How to Do a Firm-Wide AML Risk Assessment

How to Do a Firm-Wide AML Risk Assessment

A firm-wide AML risk assessment is a documented analysis of where your accountancy practice is exposed to money laundering and terrorist financing, and what controls you apply to mitigate that exposure. In the UK it is required by regulation 18 of the Money Laundering Regulations 2017; in Ireland, by section 30A of the Criminal Justice (Money Laundering and Terrorist Financing) Act 2010, which calls it the business risk assessment. It is the foundation document of your entire AML framework — your policies, client risk ratings, due diligence levels and training plan should all trace back to it.

What must the firm-wide risk assessment cover?

Both UK and Irish regimes require the assessment to address, at minimum, five categories of risk:

• Clients: Who do you act for?

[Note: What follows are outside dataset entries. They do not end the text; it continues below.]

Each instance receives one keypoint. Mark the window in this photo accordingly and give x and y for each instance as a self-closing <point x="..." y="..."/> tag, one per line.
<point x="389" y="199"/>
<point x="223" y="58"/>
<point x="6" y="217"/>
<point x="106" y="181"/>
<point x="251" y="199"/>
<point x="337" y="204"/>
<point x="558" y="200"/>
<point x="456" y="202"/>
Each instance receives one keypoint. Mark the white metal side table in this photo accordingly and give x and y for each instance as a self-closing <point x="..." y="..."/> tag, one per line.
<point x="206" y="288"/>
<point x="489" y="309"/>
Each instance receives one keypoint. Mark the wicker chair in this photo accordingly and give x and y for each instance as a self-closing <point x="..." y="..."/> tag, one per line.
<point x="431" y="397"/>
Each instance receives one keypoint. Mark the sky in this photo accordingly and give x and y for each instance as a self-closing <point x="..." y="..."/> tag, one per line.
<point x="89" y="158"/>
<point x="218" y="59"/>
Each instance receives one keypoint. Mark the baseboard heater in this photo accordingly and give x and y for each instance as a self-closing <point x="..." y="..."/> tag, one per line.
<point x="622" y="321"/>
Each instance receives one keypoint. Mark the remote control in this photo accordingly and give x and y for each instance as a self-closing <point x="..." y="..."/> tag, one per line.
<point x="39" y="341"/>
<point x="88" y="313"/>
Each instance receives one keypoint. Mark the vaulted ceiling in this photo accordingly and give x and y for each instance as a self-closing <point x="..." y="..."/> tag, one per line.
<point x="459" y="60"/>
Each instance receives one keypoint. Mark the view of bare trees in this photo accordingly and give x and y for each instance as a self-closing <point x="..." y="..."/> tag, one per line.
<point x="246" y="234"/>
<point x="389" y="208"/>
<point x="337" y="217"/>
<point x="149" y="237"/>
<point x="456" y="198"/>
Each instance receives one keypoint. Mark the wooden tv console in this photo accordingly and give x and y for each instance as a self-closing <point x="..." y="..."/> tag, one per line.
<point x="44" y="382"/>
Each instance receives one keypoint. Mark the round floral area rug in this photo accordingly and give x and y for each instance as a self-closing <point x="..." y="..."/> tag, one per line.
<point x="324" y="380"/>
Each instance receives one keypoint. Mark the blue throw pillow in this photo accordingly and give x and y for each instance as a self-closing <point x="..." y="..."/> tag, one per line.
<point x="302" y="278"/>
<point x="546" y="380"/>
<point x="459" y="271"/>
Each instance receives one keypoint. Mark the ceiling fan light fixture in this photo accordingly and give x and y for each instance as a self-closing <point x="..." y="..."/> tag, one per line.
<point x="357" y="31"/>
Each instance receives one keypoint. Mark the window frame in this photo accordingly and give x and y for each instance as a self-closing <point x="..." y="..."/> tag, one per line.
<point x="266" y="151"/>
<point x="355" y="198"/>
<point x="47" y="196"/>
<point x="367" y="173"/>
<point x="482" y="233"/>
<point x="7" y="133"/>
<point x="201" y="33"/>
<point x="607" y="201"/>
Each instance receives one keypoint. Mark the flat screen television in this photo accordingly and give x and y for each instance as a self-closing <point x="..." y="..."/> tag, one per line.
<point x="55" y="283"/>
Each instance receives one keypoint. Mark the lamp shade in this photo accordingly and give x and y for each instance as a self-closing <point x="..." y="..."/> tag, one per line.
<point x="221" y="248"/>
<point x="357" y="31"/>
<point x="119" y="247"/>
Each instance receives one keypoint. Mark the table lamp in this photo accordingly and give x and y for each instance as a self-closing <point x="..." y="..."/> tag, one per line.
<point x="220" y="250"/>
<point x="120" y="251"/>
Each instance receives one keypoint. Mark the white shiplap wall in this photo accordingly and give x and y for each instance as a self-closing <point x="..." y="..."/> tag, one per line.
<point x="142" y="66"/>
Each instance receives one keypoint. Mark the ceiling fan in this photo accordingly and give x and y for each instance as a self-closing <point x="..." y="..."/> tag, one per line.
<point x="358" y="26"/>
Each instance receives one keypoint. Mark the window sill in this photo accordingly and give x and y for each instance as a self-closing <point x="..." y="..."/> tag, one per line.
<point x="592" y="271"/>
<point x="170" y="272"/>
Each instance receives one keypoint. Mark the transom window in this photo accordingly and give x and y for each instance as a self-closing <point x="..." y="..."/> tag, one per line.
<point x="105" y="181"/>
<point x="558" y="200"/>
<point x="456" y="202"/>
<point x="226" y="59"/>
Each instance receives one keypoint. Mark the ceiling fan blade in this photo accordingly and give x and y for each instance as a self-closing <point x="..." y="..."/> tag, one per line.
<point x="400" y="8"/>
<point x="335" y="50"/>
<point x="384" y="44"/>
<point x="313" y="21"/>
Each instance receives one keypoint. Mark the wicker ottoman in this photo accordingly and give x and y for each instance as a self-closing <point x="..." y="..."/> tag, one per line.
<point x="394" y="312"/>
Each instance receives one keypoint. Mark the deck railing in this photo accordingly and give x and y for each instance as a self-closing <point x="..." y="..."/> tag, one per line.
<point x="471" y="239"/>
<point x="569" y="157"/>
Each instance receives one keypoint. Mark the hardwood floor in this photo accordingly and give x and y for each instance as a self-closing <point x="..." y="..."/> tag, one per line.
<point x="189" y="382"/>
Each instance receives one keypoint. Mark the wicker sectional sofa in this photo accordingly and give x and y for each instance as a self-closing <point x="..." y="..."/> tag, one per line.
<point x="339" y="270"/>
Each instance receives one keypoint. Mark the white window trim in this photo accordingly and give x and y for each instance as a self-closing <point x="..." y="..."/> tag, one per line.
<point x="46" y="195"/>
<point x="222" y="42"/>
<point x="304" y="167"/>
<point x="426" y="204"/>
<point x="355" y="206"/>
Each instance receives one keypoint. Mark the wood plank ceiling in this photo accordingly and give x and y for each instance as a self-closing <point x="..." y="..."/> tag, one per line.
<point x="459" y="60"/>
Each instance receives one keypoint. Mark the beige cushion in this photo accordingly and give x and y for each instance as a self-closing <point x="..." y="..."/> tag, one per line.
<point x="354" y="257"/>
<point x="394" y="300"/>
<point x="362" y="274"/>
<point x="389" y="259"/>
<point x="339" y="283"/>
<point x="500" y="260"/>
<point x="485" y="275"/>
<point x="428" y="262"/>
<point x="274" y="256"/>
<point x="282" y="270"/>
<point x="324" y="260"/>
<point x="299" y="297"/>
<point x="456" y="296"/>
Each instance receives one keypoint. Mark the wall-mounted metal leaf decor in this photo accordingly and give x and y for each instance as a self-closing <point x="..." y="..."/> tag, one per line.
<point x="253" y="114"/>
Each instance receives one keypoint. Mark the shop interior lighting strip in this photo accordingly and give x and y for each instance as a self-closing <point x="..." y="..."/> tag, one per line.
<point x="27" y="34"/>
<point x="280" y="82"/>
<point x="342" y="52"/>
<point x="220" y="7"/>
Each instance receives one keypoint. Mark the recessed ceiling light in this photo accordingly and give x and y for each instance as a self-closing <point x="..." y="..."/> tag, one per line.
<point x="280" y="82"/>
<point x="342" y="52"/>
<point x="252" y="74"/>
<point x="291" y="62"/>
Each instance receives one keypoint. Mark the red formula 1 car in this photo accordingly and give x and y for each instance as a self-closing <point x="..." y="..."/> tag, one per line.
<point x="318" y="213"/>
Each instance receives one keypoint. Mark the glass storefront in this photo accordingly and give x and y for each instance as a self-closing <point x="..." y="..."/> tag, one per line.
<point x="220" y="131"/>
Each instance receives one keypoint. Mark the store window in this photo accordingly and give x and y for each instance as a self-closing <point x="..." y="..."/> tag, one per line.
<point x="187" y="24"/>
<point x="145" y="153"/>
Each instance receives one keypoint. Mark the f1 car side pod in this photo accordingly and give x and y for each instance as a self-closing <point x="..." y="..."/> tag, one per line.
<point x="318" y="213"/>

Consider concentrations of cash-intensive businesses, high-net-worth individuals, politically exposed persons, non-resident clients, complex group structures, trusts, and clients introduced remotely or through intermediaries.
• Geography: Where are your clients, their owners and their money? Exposure to high-risk third countries, jurisdictions subject to sanctions, and secrecy jurisdictions all raise the rating.
• Services: Which services are most abusable? Company formation, trust and company services, payroll handling, holding client money, insolvency work and tax structuring typically carry more risk than statutory audit of a long-standing domestic trading company.
• Transactions: Do you handle or advise on transactions that are large, complex, cash-based or international?
• Delivery channels: How do clients reach you? Fully remote onboarding without ever meeting the client, or work referred through unregulated introducers, increases risk relative to face-to-face local relationships.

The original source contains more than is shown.